1. Petitioners also contacted law enforcement alleging the theft of turquoise jewelry from the mortuary. Police interviews were conducted, but no charges were filed.
2. The Arizona Attorney General's Office conducted a review of the matter referred to the Arizona State Board of Funeral Directors and Embalmers to ensure compliance with Section XII(A)(3) of the Indigent Burial Reimbursement Agreement that the Greers had signed with the Navajo Nation. As part of that agreement, the Greers were obligated to place special items furnished by the family into the casket.

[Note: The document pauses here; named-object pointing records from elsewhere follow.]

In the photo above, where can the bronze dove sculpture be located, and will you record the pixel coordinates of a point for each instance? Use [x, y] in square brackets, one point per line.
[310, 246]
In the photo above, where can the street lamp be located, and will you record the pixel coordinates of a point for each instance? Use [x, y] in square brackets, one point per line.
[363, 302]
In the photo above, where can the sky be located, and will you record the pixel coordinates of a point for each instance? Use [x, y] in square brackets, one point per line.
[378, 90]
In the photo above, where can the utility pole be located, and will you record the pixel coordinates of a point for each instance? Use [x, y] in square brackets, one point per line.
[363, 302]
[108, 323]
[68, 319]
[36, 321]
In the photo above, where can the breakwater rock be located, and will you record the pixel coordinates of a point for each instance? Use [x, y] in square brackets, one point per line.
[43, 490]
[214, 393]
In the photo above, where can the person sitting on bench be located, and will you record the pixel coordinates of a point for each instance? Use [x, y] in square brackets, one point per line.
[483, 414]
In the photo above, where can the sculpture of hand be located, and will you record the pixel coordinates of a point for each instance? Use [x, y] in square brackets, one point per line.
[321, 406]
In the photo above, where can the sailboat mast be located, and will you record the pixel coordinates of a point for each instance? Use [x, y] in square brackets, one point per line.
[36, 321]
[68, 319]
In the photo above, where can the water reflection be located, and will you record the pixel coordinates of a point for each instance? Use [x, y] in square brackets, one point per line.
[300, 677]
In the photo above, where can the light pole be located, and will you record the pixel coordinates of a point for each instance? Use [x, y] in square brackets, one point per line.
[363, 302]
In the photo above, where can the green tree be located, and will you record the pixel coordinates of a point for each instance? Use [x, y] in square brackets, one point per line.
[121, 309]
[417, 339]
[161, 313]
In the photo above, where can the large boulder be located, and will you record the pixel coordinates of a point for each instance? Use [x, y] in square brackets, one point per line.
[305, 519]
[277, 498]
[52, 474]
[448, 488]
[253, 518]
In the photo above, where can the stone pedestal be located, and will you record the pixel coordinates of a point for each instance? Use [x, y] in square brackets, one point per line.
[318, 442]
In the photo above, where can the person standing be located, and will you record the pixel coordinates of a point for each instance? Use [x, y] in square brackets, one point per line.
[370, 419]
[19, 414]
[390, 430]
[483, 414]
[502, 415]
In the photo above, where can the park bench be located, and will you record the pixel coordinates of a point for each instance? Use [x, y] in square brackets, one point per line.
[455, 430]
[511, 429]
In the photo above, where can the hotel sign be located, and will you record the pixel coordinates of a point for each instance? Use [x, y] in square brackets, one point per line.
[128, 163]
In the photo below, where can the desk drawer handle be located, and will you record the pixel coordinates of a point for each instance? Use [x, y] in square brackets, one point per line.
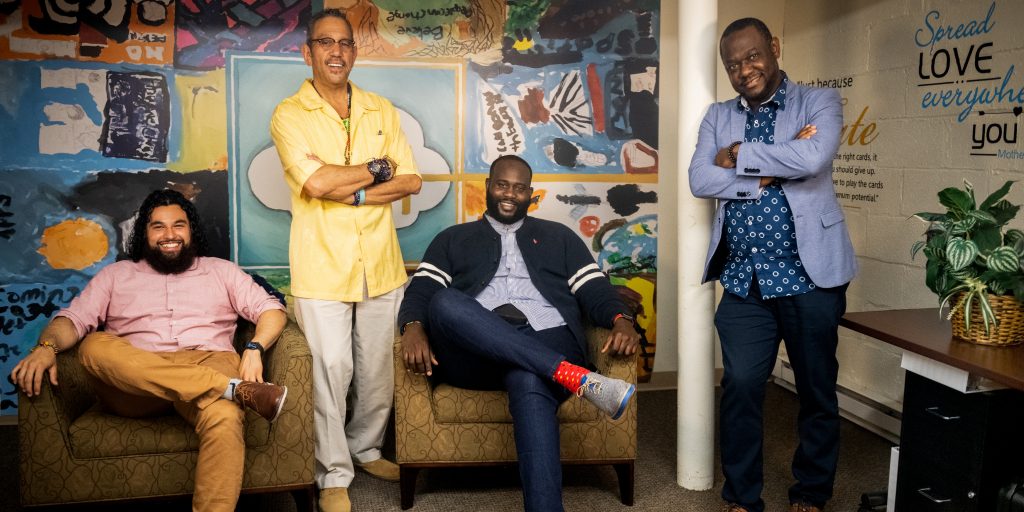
[935, 412]
[926, 492]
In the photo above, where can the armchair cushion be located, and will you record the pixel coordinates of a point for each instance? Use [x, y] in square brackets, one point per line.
[453, 404]
[96, 434]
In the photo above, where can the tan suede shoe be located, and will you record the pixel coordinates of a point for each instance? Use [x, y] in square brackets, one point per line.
[335, 500]
[381, 468]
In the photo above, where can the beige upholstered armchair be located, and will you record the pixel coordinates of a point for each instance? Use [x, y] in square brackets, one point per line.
[448, 426]
[71, 452]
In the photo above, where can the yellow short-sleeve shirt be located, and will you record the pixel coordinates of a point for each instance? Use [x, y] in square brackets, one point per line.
[333, 246]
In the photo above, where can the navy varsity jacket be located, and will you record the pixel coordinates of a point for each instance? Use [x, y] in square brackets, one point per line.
[466, 256]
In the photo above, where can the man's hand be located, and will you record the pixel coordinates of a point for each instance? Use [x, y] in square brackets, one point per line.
[28, 374]
[416, 350]
[251, 368]
[623, 340]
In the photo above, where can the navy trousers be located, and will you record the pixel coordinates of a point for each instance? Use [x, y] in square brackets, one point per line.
[476, 349]
[750, 330]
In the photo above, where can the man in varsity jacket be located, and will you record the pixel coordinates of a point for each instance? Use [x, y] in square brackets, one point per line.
[496, 304]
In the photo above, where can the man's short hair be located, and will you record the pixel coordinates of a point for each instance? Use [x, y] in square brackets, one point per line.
[510, 158]
[743, 23]
[166, 197]
[332, 12]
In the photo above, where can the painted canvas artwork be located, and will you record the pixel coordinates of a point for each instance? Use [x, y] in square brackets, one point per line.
[102, 101]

In a letter dated February 3, 2003, the office of the Attorney General informed the Greers that Greer's Scott Mortuary was in full compliance and the matter was closed.
3. Diné is a Navajo word meaning “the people.” Webster's Third New International Dictionary (Unabridged) 635 (1993).
4. Petitioners concede the state court has jurisdiction over their dispute with the Greers, and thus they do not argue that tribal interests are so uniquely at issue that our state courts do not have jurisdiction as LaPlante suggests might sometimes be the case. 480 U.S. at 15, 107 S.Ct. 971 (“If state-court jurisdiction over Indians or activities on Indian lands would interfere with tribal sovereignty and self-government, the state courts are generally divested of jurisdiction as a matter of federal law.”).
5. Somewhat inconsistently, Petitioners, in their Reply Brief, cite Agric. Employment Relations Bd. v. United Farm Workers of America, AFL-CIO, 26 Ariz.App. 336, 340, 548 P.2d 429, 433 (1976), for the proposition that “where two tribunals have concurrent jurisdiction, the first acquiring jurisdiction retains it to the exclusion of the other until the case is finally determined.” However, that case and others cited therein refer to instances in which both tribunals derive their authority from the same sovereign. As discussed above, Tonnemacher sets forth the appropriate rule when the two tribunals are from separate sovereigns. 186 Ariz. at 128, 920 P.2d at 8.
CONCURRING: PATRICIA K. NORRIS, Presiding Judge and JOHN C. GEMMILL, Judge.